Laura Bettini, conduttrice del programma “L’altro Pianeta” su Radio 24, è stata una dei tanti volontari che durante l’alluvione del 1994, commemorata in questi giorni ad Alba, venne a prestare soccorso nella zona. Visto il moltiplicarsi delle iniziative volte a sensibilizzare e prevenire le conseguenze di eventi idrogeologici catastrofici sul nostro territorio, le abbiamo rivolto qualche domanda, sia in veste di giornalista ambientale che di volontaria in prima linea in una delle alluvioni che più duramente colpì il nostro paese.

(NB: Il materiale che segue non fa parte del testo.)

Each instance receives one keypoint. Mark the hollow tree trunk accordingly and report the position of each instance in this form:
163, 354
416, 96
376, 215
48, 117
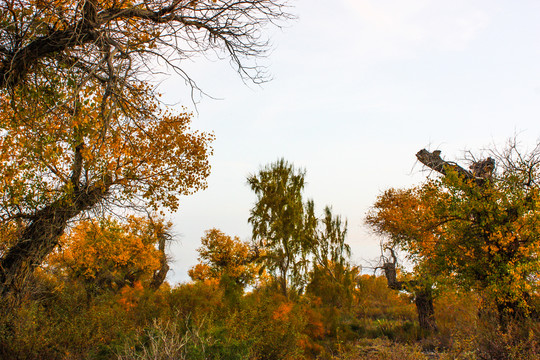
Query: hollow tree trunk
41, 235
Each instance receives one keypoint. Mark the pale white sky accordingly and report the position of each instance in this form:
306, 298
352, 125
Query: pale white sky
359, 86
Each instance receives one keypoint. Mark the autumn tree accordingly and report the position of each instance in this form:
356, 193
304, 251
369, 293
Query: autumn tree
115, 42
57, 170
406, 220
81, 129
478, 228
108, 254
490, 225
225, 258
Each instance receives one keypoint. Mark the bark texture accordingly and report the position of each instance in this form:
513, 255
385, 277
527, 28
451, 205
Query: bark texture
41, 236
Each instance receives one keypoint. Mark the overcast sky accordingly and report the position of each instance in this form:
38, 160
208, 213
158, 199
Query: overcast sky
359, 86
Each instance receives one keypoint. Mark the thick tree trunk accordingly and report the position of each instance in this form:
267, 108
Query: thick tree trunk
159, 276
41, 236
423, 300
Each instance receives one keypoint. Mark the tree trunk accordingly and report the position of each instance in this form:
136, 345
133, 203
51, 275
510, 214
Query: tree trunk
41, 235
159, 276
424, 306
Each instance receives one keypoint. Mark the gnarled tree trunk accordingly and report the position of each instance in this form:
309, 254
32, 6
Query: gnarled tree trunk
41, 235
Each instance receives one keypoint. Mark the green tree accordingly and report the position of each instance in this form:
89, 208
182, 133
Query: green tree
279, 220
292, 239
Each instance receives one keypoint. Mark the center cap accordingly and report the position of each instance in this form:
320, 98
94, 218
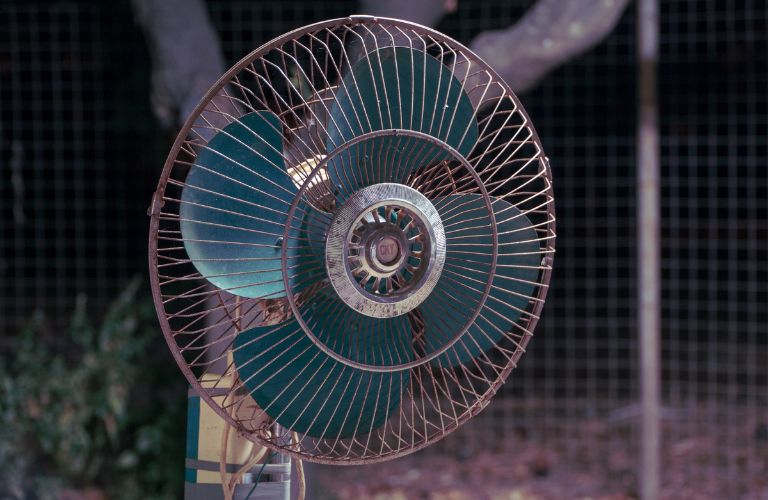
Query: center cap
385, 250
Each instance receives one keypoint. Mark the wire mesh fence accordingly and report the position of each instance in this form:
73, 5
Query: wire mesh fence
80, 152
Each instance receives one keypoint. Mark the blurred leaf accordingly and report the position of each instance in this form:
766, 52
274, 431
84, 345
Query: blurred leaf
84, 413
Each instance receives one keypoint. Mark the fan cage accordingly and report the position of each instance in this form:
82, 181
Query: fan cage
200, 321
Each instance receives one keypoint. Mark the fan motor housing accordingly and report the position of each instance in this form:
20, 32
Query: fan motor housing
385, 250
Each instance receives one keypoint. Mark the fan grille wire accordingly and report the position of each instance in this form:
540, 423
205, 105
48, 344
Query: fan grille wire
297, 77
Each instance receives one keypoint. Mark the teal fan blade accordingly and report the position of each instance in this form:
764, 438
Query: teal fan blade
306, 390
396, 88
517, 272
233, 211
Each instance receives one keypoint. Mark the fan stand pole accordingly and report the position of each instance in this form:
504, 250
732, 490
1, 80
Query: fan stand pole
649, 263
209, 436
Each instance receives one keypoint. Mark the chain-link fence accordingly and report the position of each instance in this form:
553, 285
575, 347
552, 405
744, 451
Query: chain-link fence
80, 153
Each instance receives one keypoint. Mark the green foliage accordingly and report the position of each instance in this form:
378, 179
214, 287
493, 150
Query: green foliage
100, 409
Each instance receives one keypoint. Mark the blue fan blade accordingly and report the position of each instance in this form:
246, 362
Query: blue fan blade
397, 87
517, 270
307, 391
234, 206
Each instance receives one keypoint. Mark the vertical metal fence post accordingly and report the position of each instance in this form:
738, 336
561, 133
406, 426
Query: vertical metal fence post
649, 247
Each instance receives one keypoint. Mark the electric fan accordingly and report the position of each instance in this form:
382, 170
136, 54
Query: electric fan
351, 240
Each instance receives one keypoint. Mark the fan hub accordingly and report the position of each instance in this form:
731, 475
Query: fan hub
385, 250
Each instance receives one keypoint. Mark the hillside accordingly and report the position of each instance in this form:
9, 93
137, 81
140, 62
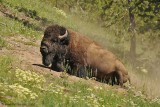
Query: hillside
24, 81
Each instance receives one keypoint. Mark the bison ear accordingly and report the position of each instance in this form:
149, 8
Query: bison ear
64, 36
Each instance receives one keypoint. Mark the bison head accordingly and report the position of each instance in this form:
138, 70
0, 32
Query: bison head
55, 37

Innanzi tutto ci rivolgiamo a lei come giornalista, conduttrice del programma “L’altro pianeta” che affronta tematiche ambientali. Secondo lei, qual è il ruolo dell’informazione e della comunicazione nella prevenzione dei rischi, in questo caso del rischio idrogeologico?

L’informazione può giocare un ruolo fondamentale, se continua e competente. Tra i principali difetti della mia categoria c’è infatti quello di lavorare indefessamente oggi su temi  che domani dimenticheremo. Non è tutta colpa nostra, una redazione deve rispondere rapidamente a qualsiasi emergenza e purtroppo di emergenze ce ne è una al giorno. Purtroppo però per capire quali sono i rischi ambientali, come prevenirli e se effettivamente si lavora per la loro prevenzione, ci vogliono tempo e studio.

A che ci serve l’informazione  continua e competente? Prima di tutto direi a risvegliare (o creare) la sopita coscienza ambientale degli  italiani e poi a fornire ai cittadini gli strumenti cognitivi necessari a evitare comportamenti errati, riconoscere e/o  denunciare situazioni di pericolo, richiedere agli amministratori locali e nazionali più cura e attenzione al territorio. Infine a trasmettere il messaggio – fondamentale – che tutto è collegato.  Il clima, l’agricoltura, la gestione dei rifiuti, la produzione di energia, la mobilità: possiamo attivare un circuito win-win o lose-lose, dipende anche dai cittadini.

Quali sono a suo avviso i principali elementi da tenere a mente per un efficace comunicazione volta alla prevenzione, e quali i migliori mezzi per veicolarla?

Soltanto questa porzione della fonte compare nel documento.